Relief of pain is one of the basic obligations of medical professionals. As new, long-acting opioids were developed and became available, physicians began the practice of more generous prescribing for both acute and chronic pain. However, a proverbial catch-22 emerged from within this clinical reality—prescribe opioids to reduce the pain, while risking abuse and addiction that creates more pain and suffering. Clinicians operate within a widely applied ethical principle construct that has been championed by Beauchamp and Childress (cf. Hippocrates and beneficence/nonmaleficence). The focus is placed upon beneficence/non-maleficence, autonomy, justice, and rights (Beauchamp and Childress, Principles; cf. Jonsen et al, Clinical Ethics). Of course, knowing and applying these principles to the prescribing of opioids require careful judgments about: “needs and interests, risk and benefits, and fairness and responsibility” (Kotalik, “Controlling pain and reducing misuses of opioids: ethical considerations”). Statistics show, for example, that opioid-related deaths occur most frequently among patients treated by physicians that prescribe opioids most often.

A key (and ethical) first step will be to reflect upon prescribing practices and adjust them as needed to reduce possible harms without increasing the risk of undertreating or leaving a patient in pain. Ceasing to prescribe opioids is not a panacea. It is well understood that patients who live with chronic pain often face “loss of function and productivity, economic losses, and increased risk of depression and suicide.” Patients also have responsibilities related to opioid use. There is a patient obligation to take ownership of possible pain treatments. Choosing a less potent but safer medication may be a wise consideration. Patients also should respect the physician and not use their autonomy to pressure physicians or levy unwarranted demands upon them. There is a right to receive medical care for pain, but there is also a corresponding need to exercise responsibility. The ethical realities of opioid use and abuse are broad and highly complex. There is no one certain path forward, but there are some important first steps.

A Christian Way Forward

“Addiction knows no boundaries of status, lifestyle, or even faith” (Beddoe, “Christian Pill Addicts,” CT, November 2013; see above who is addicted). In 2010, 210 million prescriptions were written for narcotics, so dependence can be as near as our medicine cabinets! Therefore, opioid addiction is no respecter of persons. Furthermore, serious education concerning the dangers of opioids is needed for both clinicians and patients. First, whenever an addict tries to stop, withdrawal ensues and the symptoms can be easily mistaken for the original pain. Secondly, poorly applied Christian theology often hinders those suffering from pain and addiction from seeking help among their families and faith communities. This attitude must stop based upon Christian support for life’s sanctity.

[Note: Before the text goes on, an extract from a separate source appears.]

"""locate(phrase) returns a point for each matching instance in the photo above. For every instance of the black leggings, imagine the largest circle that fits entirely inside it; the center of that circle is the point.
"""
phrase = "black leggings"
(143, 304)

A person’s right to privacy concerning his or her treatment should not lull him or her to sleep regarding the need for community support. As the cultural stereotypes of addiction have shifted from benign euphemisms (addicted matron) toward blame and rejection (street criminal), countless numbers of people have been forced to live as social outcasts when they needed support (See social estrangement in Luke 8:42b-48). This must cease, as well. Rejection will not stem the tide of opioid abuse and addiction. Pastors have often been uncooperative and, at times, condemning, in their attitudes and responses to parishioners that suffer from prescriptive opioid addictions. Lay folks, as well, are often poorly equipped to render assistance. However, there is a careful ministry that can be offered that will supply critical care between the first prescription for opioids and their potential abuse; namely, constant contact. Keeping informed about opioids and remaining committed to those that suffer from chronic pain is a critical need as we all face the epidemic of opioid abuse and addiction.